Simon
Simon

Reputation: 1476

Check for null before select on linq

I have just installed ReSharper, and it has altered

if(dto != null)
{
    return new test{
     obj1 = "",
     obj2 = "",
 }
}

into

 return dto?.Select(item => new test
      {
    return new test{
     obj1 = "",
     obj2 = "",
 }

I have not seen before

dto?.Select

tried to google the meaning with no luck.. could someone please explain , or point me in the right direction to the deffination

I gather its simply checking for null?

Upvotes: 4

Views: 8333

Answers (2)

Developer
Developer

Reputation: 6440

Null propagation operator is newly introduced in C# 6. return dto?.Select... means, if dto is null then this statement will return null else will execute the remaining part. Another example, just making it up, assume you have Employee object with Address property which inturn has Lane (string), Pincode etc. So if you need to get the address lane value you could do:

var lane = employee?.Address?.Lane;

Which will return null if employee or address is null; otherwise returns lane value.

This could be combined in many ways and is really handy.

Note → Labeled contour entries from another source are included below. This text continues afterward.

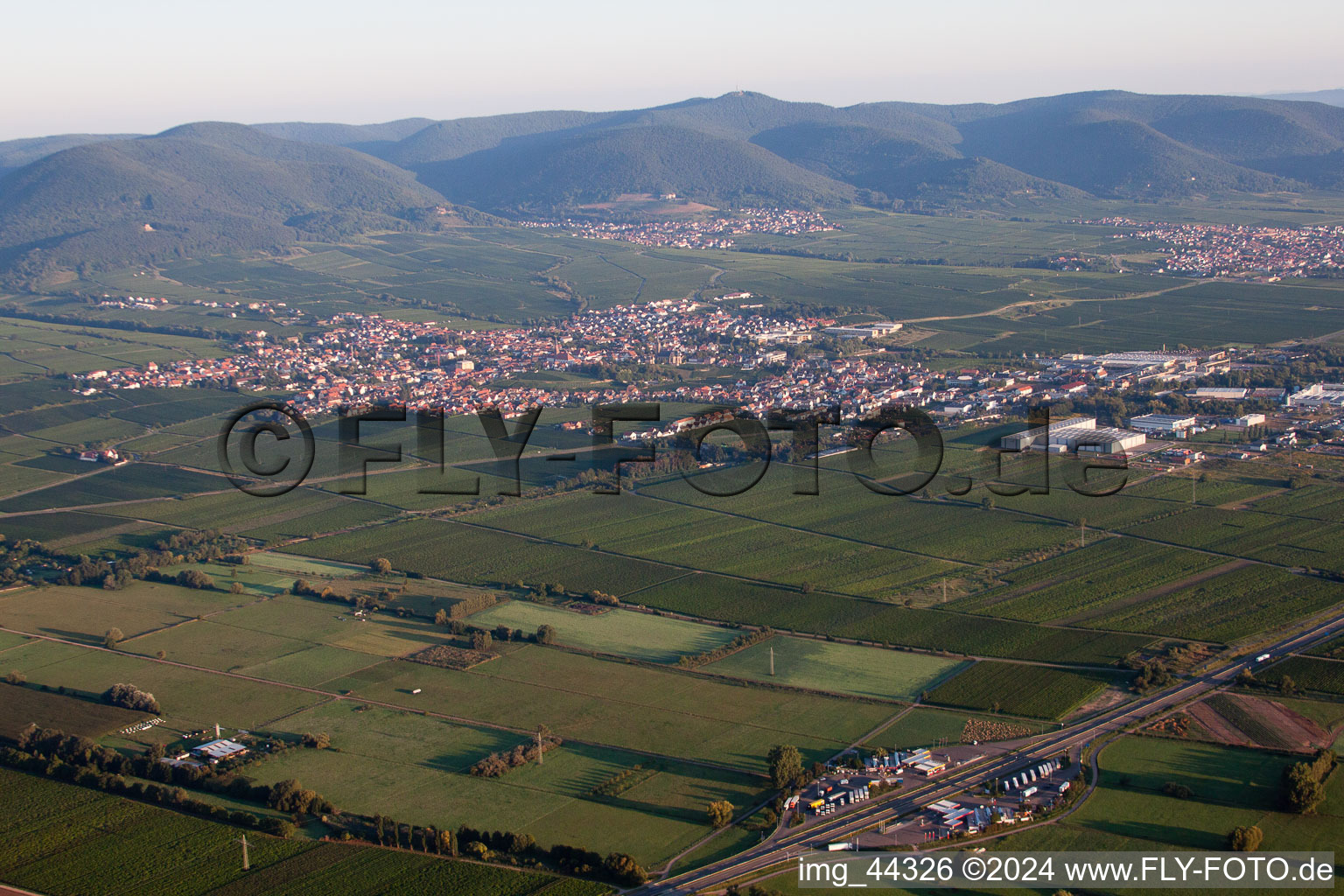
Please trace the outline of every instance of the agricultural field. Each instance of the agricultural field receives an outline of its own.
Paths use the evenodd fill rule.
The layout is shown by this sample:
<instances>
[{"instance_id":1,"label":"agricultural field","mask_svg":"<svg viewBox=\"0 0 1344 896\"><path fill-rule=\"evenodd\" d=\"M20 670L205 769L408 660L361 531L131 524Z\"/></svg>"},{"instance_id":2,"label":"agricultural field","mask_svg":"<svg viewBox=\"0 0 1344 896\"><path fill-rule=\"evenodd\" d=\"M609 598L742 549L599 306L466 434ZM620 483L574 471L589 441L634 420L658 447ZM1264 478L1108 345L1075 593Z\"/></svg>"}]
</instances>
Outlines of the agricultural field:
<instances>
[{"instance_id":1,"label":"agricultural field","mask_svg":"<svg viewBox=\"0 0 1344 896\"><path fill-rule=\"evenodd\" d=\"M1259 564L1169 590L1081 625L1172 638L1235 641L1344 602L1344 584Z\"/></svg>"},{"instance_id":2,"label":"agricultural field","mask_svg":"<svg viewBox=\"0 0 1344 896\"><path fill-rule=\"evenodd\" d=\"M934 707L914 707L894 724L883 728L864 742L866 747L884 750L913 750L929 747L937 742L970 743L978 740L1009 740L1054 729L1043 721L1028 719L1004 719L1003 716L938 709Z\"/></svg>"},{"instance_id":3,"label":"agricultural field","mask_svg":"<svg viewBox=\"0 0 1344 896\"><path fill-rule=\"evenodd\" d=\"M1107 685L1117 684L1120 676L1116 674L981 661L934 688L929 703L1062 719Z\"/></svg>"},{"instance_id":4,"label":"agricultural field","mask_svg":"<svg viewBox=\"0 0 1344 896\"><path fill-rule=\"evenodd\" d=\"M472 584L562 584L617 596L683 575L645 560L598 555L448 520L409 520L282 548L286 553L364 564L387 557L398 570Z\"/></svg>"},{"instance_id":5,"label":"agricultural field","mask_svg":"<svg viewBox=\"0 0 1344 896\"><path fill-rule=\"evenodd\" d=\"M0 881L51 896L253 896L254 893L442 893L601 896L601 884L344 844L241 830L121 797L0 770ZM566 889L555 889L564 887Z\"/></svg>"},{"instance_id":6,"label":"agricultural field","mask_svg":"<svg viewBox=\"0 0 1344 896\"><path fill-rule=\"evenodd\" d=\"M144 712L35 688L5 685L0 690L0 739L13 739L30 724L59 728L82 737L101 737L145 719L149 715Z\"/></svg>"},{"instance_id":7,"label":"agricultural field","mask_svg":"<svg viewBox=\"0 0 1344 896\"><path fill-rule=\"evenodd\" d=\"M468 621L481 629L503 625L527 633L548 625L555 629L556 643L649 662L676 662L688 654L714 650L739 634L734 629L597 607L591 603L564 609L509 600L474 613Z\"/></svg>"},{"instance_id":8,"label":"agricultural field","mask_svg":"<svg viewBox=\"0 0 1344 896\"><path fill-rule=\"evenodd\" d=\"M902 607L820 592L692 575L625 598L727 622L769 625L789 631L833 634L876 643L968 656L1017 657L1082 665L1111 665L1152 642L1129 635Z\"/></svg>"},{"instance_id":9,"label":"agricultural field","mask_svg":"<svg viewBox=\"0 0 1344 896\"><path fill-rule=\"evenodd\" d=\"M472 523L687 570L860 596L884 596L960 571L906 551L633 494L523 501L473 513Z\"/></svg>"},{"instance_id":10,"label":"agricultural field","mask_svg":"<svg viewBox=\"0 0 1344 896\"><path fill-rule=\"evenodd\" d=\"M38 492L28 492L0 501L0 513L78 508L114 501L188 494L192 492L222 492L233 489L228 480L191 470L156 463L129 463L109 467L90 463L98 472L70 482L60 482Z\"/></svg>"},{"instance_id":11,"label":"agricultural field","mask_svg":"<svg viewBox=\"0 0 1344 896\"><path fill-rule=\"evenodd\" d=\"M227 490L175 501L118 504L103 512L183 528L220 529L267 543L367 525L396 514L395 508L308 488L261 498L235 490L226 480L211 478Z\"/></svg>"},{"instance_id":12,"label":"agricultural field","mask_svg":"<svg viewBox=\"0 0 1344 896\"><path fill-rule=\"evenodd\" d=\"M1255 673L1255 678L1271 686L1278 686L1284 678L1292 678L1293 684L1306 690L1344 695L1344 662L1339 660L1289 657Z\"/></svg>"},{"instance_id":13,"label":"agricultural field","mask_svg":"<svg viewBox=\"0 0 1344 896\"><path fill-rule=\"evenodd\" d=\"M1134 539L1102 539L1085 548L1012 570L1003 584L949 604L952 610L1021 622L1086 626L1117 606L1142 603L1146 594L1226 564L1195 551ZM1120 627L1125 626L1106 626Z\"/></svg>"},{"instance_id":14,"label":"agricultural field","mask_svg":"<svg viewBox=\"0 0 1344 896\"><path fill-rule=\"evenodd\" d=\"M323 699L294 688L50 641L32 641L7 650L4 665L7 670L27 676L30 686L66 688L86 696L99 695L118 682L133 684L157 697L163 707L160 715L177 731L196 731L216 723L254 731Z\"/></svg>"},{"instance_id":15,"label":"agricultural field","mask_svg":"<svg viewBox=\"0 0 1344 896\"><path fill-rule=\"evenodd\" d=\"M702 670L857 697L914 700L965 665L907 650L775 637L702 666Z\"/></svg>"},{"instance_id":16,"label":"agricultural field","mask_svg":"<svg viewBox=\"0 0 1344 896\"><path fill-rule=\"evenodd\" d=\"M297 778L345 810L372 814L395 806L396 817L411 823L526 830L543 845L629 852L648 865L707 833L706 805L727 799L745 809L765 785L731 771L582 743L566 743L548 751L543 763L500 778L470 776L472 763L528 736L411 712L358 711L349 701L317 707L285 724L328 731L339 752L286 752L255 767L263 780ZM640 783L617 797L594 793L636 766L655 774L641 775Z\"/></svg>"},{"instance_id":17,"label":"agricultural field","mask_svg":"<svg viewBox=\"0 0 1344 896\"><path fill-rule=\"evenodd\" d=\"M829 758L892 715L890 704L707 681L676 670L523 646L456 672L390 661L324 685L352 699L415 707L569 740L758 772L777 743ZM419 695L414 695L415 689Z\"/></svg>"},{"instance_id":18,"label":"agricultural field","mask_svg":"<svg viewBox=\"0 0 1344 896\"><path fill-rule=\"evenodd\" d=\"M1189 715L1212 740L1228 744L1313 752L1332 740L1310 719L1261 697L1216 693L1189 707Z\"/></svg>"},{"instance_id":19,"label":"agricultural field","mask_svg":"<svg viewBox=\"0 0 1344 896\"><path fill-rule=\"evenodd\" d=\"M999 848L1111 849L1124 838L1118 842L1129 845L1121 849L1224 849L1232 827L1258 825L1263 850L1331 850L1344 830L1344 790L1332 775L1316 815L1278 811L1282 771L1294 760L1261 750L1126 736L1102 751L1101 787L1075 814L1000 841ZM1167 797L1167 782L1185 785L1193 795Z\"/></svg>"}]
</instances>

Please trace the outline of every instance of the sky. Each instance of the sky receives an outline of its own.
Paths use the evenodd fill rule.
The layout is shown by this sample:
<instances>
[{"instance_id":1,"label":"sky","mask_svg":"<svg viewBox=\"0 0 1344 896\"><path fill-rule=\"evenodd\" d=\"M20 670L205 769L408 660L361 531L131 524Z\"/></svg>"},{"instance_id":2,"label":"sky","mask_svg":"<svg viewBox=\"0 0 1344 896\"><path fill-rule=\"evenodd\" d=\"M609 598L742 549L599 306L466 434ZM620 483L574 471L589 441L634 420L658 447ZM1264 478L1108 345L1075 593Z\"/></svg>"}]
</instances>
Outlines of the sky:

For eg,

int someIntegerValue = someObject?.SomeIntValue ?? 0;

Basically you could avoid many null checks with this feature.

Upvotes: 8

Paul Raff
Paul Raff

Reputation: 346

The question-mark operator acts on nullable values and

x?<operation>

translates to

x.HasValue ? x.Value.<operation> : null

It's basically saying "do this if I'm not null; otherwise keep me as null".

Do you have a

return null

statement later in your original code? I am surprised ReSharper would assume a return null in its transformation.